Thierno Alassane Sall, tête de liste de la coalition Sénégal Kessé, a exprimé ses préoccupations face à cette escalade. Il appelle les autorités à prendre leurs responsabilités pour empêcher une crise politique imminente, aggravée par un contexte social et économique déjà tendu. Selon lui, le discours provocateur du Premier ministre et les violences ciblant les cortèges de campagne exacerbent les tensions.

Dans une note publiée par Seneweb, Sall rappelle que le président avait précédemment exhorté les coalitions à s’abstenir de violence. Cependant, ses avertissements ont été ignorés, notamment lors de l’attaque d’un siège de coalition et des appels à l’armement lancés par certains leaders politiques. Cette absence de réaction de l’État face à ces provocations crée un climat d’impunité, propice à une escalade de la violence.

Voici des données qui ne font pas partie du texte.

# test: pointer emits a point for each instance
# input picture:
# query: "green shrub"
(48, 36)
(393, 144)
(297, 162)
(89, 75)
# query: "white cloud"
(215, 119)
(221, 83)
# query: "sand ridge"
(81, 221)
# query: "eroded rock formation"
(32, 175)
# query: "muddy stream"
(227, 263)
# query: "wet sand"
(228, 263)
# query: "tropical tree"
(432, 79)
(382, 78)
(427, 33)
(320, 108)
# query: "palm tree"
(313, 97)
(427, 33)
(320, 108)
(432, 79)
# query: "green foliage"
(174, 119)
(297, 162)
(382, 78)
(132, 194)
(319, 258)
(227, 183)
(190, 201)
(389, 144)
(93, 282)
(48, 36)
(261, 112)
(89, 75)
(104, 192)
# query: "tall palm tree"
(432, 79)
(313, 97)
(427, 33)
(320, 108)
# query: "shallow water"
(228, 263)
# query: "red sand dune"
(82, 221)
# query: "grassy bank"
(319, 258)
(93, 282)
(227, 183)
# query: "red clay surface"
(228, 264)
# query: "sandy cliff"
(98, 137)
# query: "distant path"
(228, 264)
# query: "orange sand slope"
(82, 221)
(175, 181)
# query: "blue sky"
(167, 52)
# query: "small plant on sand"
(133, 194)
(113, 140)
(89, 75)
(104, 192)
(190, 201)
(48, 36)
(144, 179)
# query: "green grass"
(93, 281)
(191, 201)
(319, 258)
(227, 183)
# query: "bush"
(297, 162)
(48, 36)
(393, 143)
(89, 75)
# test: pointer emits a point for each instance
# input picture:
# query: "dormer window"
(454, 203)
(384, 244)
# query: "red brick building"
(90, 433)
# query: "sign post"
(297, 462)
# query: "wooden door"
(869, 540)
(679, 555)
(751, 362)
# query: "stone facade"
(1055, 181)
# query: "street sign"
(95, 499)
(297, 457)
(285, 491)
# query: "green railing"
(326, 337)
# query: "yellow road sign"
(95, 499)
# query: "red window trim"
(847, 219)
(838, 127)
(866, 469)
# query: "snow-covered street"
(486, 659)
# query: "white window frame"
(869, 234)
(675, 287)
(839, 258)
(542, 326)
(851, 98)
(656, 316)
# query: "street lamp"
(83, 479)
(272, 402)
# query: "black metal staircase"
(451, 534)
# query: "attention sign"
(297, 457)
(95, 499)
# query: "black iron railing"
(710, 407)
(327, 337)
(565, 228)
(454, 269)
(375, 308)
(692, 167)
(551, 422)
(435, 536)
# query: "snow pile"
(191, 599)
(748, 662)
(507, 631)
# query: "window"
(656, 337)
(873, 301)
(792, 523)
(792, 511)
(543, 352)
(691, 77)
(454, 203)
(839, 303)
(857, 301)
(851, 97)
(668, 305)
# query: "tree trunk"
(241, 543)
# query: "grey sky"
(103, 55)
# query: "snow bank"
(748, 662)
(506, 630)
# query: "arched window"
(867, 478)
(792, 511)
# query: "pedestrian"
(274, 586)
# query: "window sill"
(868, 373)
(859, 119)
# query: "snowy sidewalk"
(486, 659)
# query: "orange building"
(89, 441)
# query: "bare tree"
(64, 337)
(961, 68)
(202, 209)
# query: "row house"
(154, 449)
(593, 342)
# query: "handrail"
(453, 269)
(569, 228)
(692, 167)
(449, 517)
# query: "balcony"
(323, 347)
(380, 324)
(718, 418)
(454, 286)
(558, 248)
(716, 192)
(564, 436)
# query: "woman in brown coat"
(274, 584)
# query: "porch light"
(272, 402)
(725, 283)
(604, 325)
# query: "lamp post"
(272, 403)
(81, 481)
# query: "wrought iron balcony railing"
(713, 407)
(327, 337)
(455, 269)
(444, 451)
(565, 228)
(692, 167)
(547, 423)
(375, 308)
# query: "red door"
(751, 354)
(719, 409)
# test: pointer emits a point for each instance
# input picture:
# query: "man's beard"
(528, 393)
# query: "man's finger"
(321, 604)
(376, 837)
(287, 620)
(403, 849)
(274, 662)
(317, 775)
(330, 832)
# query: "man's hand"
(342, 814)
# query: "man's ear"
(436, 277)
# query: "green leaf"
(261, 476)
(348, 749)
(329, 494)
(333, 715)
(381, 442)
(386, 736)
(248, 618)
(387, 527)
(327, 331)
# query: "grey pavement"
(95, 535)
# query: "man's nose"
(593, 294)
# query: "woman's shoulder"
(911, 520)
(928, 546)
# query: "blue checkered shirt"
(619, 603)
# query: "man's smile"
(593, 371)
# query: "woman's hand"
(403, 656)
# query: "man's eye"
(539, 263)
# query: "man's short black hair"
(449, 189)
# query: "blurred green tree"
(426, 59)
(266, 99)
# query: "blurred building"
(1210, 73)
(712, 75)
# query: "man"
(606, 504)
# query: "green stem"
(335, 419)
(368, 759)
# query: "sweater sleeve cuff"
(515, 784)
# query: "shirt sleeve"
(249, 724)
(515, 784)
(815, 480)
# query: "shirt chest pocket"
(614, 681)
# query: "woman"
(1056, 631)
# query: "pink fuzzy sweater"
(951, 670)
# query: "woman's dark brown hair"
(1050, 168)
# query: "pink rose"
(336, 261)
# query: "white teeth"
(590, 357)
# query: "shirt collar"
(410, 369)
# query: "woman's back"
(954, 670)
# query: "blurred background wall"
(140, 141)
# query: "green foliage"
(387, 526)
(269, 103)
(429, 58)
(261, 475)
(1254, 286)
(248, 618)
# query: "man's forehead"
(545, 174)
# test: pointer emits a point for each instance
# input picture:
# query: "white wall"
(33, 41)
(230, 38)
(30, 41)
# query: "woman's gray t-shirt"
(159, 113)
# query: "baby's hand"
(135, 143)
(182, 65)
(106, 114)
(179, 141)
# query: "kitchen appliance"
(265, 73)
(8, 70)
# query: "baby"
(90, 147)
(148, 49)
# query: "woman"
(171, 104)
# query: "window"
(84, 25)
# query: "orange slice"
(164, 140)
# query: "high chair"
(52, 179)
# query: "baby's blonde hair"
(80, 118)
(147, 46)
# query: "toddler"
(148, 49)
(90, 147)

Le cortège du Premier ministre a également été attaqué, les incidents de Saint-Louis illustrant la fragilité de la situation. Face à cette montée de la violence, le Premier ministre, bien que responsable en partie de ce climat délétère, possède des outils pour agir. Ses réunions avec le président et les instances de sécurité nationale devraient lui permettre de prendre des mesures adéquates.

Cependant, au lieu d’adopter une posture sérieuse face à ces menaces, le Premier ministre semble se livrer à des discours belliqueux, renforçant ainsi la division. Son appel à la loi du talion est perçu comme une incitation à la violence, un comportement inacceptable dans le cadre de ses fonctions.

Cette situation crée un précédent dangereux qui, dans d’autres circonstances, aurait conduit à des sanctions immédiates. Le Sénégal, déjà en proie à une crise économique et sociale, pourrait bien être au bord d’une crise politique majeure si les tensions ne sont pas rapidement apaisées.

Les deux têtes de l’exécutif sont donc appelées à faire preuve d’impartialité et d’un sens aigu de leurs responsabilités pour évaluer les dangers de leur rivalité, qui menace la stabilité du pays. La coalition Sénégal Kessé et Thierno Alassane Sall en appellent à un retour au calme pour préserver l’intégrité du processus électoral à venir.